The Picture never missed. They had it blown up into a giant transparency that could be projected onto a screen. One of their first appearances was at a racially mixed elementary school. Kids can be a tough audience, especially for two old men who comes to talk about an old war. John talked about the Tuskegees and the sometimes very short life of a fighter pilot. Herb talked about the B-17s and the path both men took to the sky over Brux. And then Herb put up the slide of Miss Pitchell’s class. The kids fell silent. “That’s me,” said Herb. “And right next to me, that’s John.” For the first time, the children saw John and Herb, saw them as kids, as young men, and as old friends. The kids were speechless.

That was the start of the Herb and John Show. After I published an article in Air & Space Smithsonian about them, the show really took off. Herb and John were in numerous newspaper stories, on the NBC Nightly News, in Reader’s Digest, and on the History Channel. They spoke to elementary schools, colleges, corporate gatherings, veteran’s meetings, bookstores, churches, untold dinners and banquets, and vintage aircraft fly-ins. In 2003, Harvard University flew them to Boston to present them with gold medals for “promoting racial understanding.” In 2007, I published a nonfiction book for older kids about John and Herb called Black & White Airmen. That set off more invitations.

Things are closer than they appear. In 2012, a dozen years since I first met them, the Herb and John Show is still going, although Herb is a solo act most of the time. At 92, Herb is hail and hearty and eager to talk about Miss Pitchell. At 92, John has been diagnosed with a neurodegenerative disorder and lives in a care community.
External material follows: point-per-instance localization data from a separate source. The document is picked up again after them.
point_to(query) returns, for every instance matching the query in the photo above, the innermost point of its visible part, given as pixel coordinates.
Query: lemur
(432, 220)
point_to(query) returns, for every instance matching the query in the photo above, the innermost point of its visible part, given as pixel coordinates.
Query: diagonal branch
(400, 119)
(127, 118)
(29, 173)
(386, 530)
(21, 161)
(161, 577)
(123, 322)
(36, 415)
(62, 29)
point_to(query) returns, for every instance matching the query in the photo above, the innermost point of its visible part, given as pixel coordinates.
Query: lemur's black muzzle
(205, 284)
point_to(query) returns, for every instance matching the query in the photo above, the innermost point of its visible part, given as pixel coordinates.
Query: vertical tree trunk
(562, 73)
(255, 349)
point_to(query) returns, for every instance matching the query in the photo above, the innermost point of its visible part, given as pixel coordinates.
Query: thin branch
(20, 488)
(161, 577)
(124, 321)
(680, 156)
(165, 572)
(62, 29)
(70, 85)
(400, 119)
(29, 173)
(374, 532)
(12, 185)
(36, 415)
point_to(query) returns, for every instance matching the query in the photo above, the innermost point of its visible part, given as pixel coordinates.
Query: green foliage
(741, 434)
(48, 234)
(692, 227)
In the spring of 2012, John and Herb were guests of honor at the local premiere of “Red Tails,” the George Lucas action movie about the Tuskegees. John managed a short speech of thanks for the crowd but he scarcely recognized anyone outside his immediate family except for Herb.

Herb continues to give speeches about John and Herb. At veterans’ events or B-17 fly-ins, Herb is like a rock star, especially to those who had fathers, grandfathers, and now great-grandfathers who flew in WWII. When they meet Herb, they often start crying and hugging. Herb starts crying and hugging them back. I have been to a half dozen of these events and the reactions are genuinely moving.
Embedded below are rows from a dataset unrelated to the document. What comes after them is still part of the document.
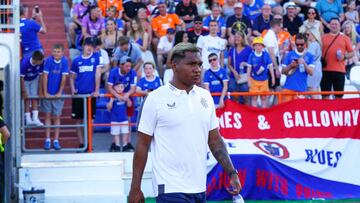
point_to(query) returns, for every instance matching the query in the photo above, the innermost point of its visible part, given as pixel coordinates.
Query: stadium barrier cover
(303, 149)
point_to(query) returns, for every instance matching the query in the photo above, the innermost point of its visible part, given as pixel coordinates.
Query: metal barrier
(278, 94)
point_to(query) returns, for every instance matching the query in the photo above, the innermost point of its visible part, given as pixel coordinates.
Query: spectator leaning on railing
(84, 80)
(336, 48)
(56, 70)
(29, 29)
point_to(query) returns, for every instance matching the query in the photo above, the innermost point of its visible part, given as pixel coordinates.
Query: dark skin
(187, 73)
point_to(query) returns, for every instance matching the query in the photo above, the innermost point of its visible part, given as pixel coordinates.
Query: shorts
(258, 86)
(53, 106)
(333, 80)
(32, 87)
(78, 108)
(181, 197)
(119, 129)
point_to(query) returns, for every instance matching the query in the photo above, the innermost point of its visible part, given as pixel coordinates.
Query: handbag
(323, 59)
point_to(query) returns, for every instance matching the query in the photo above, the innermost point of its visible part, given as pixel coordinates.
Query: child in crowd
(31, 76)
(56, 69)
(150, 82)
(119, 119)
(259, 66)
(216, 80)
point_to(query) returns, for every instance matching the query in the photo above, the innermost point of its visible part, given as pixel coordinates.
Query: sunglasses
(211, 60)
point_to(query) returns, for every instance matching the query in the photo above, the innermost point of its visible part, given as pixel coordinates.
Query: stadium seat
(168, 74)
(350, 88)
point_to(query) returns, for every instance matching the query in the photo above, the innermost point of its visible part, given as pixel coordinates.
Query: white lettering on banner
(230, 120)
(324, 119)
I remember the first time that I saw John and Herb in action together. They were to speak at a suburban Cincinnati community college and John picked me up in his sparkling cream-colored Cadillac. On the way to Herb’s house, I noticed that he drove like a pilot, checking instruments, scanning the horizon, and carefully watching his tail. Moving me into the back and Herb in the second seat—belts on—John flew us to the gig.

I thought there must have been some mistake. The audience turned out to be senior citizens enrolled in an “Institute for Learning in Retirement” course on World War II. Surely John and Herb would be preaching to the choir, until I realized that many of those taking their seats in the lecture hall were “only” in their 70s. During WWII, they had been children and teenagers. WWII was their parents’ and their older siblings’ war. Herb and John’s story was fresh to their ears.

John talked about the Tuskegees—about his near washout as a trainee, the abrupt violence of aerial combat, and the phony logic of a segregated air force. Herb talked about the bomber war—about the physical ache after nine hours at the wheel of a lumbering bomber and the shock of seeing his group’s Executive Officer sweep the metal nameplates of a lost crew from the ready board into the trash.

Herb talked about their different homecomings in 1945, about meeting John all those years later and piecing together their joint past. Then Herb put up Miss Pitchell’s class. The Picture never misses.

Getting to know John and hearing about the Tuskegees’ war opened his eyes, Herb said. “He gave me a real education. I’m an honorary member of the Tuskegee Airmen, and I consider it a great honor.

“In all those missions, I was never under attack,” Herb told them. “If it weren’t for men like John Leahr, I wouldn’t be here. So that’s one reason I like John Leahr. Actually that’s the main reason I like John Leahr.” They hugged. The audience roared approval.

One arm around John, Herb said that the two airmen had one request: “Don’t forget us.”